Two men, Austin Hack and Liam Corrigan, will represent Old Lyme in the Tokyo Olympic Games men’s eight rowing final Thursday night.
Like Hack and Corrigan, Eveliz Fuentes, 18, got her start in rowing on Rogers Lake. Fuentes, who just graduated from high school, picked up the sport as a freshman.
“This lake — and the boathouse — is viewed as an opportunity because a lot of people aren’t given ... the type of resources that we have here today,” Fuentes said.
You could throw a rock in the lake from the boathouse, which is named after Fred Emerson, the guy who ignited the local rowing craze.
“He meant a lot not just to Old Lyme, but to the whole shoreline community,” said Candace Fuchs, president of the Old Lyme Rowing Association.
In addition to hosting Lyme-Old Lyme High School, the association is home to the Blood Street Sculls.
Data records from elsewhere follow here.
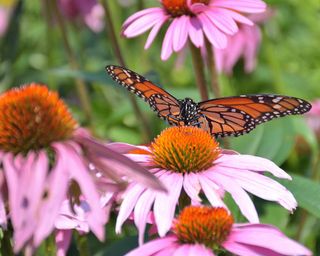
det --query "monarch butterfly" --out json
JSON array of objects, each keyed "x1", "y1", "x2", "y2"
[{"x1": 105, "y1": 65, "x2": 312, "y2": 138}]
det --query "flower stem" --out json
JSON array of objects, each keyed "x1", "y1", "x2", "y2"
[
  {"x1": 178, "y1": 189, "x2": 191, "y2": 210},
  {"x1": 50, "y1": 0, "x2": 92, "y2": 125},
  {"x1": 100, "y1": 0, "x2": 152, "y2": 140},
  {"x1": 189, "y1": 42, "x2": 209, "y2": 101},
  {"x1": 75, "y1": 232, "x2": 90, "y2": 256},
  {"x1": 205, "y1": 39, "x2": 221, "y2": 98},
  {"x1": 0, "y1": 229, "x2": 14, "y2": 256}
]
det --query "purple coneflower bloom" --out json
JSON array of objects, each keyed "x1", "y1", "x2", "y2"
[
  {"x1": 112, "y1": 126, "x2": 297, "y2": 244},
  {"x1": 122, "y1": 0, "x2": 267, "y2": 60},
  {"x1": 0, "y1": 84, "x2": 164, "y2": 252},
  {"x1": 126, "y1": 206, "x2": 311, "y2": 256},
  {"x1": 58, "y1": 0, "x2": 104, "y2": 32},
  {"x1": 214, "y1": 10, "x2": 273, "y2": 74}
]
Blood Street, which is on the other side of the lake in Lyme, is where Emerson was based.
“Rogers Lake is one of the finest lakes to row on here in Connecticut, and it’s really just fortunate that it has calm, flat waters and a straight 1,500-meter course, so that’s part of the reason that this grew,” Fuchs said.
And now the legends of Hack and Corrigan inspire a new generation.
“They were here at one point just like us, so for a lot of people, they could see it as that can be them one day,” Fuentes said.
Fuentes works at Old Lyme Country Club, where there’ll be a big watch party for the men’s eight gold medal rowing race.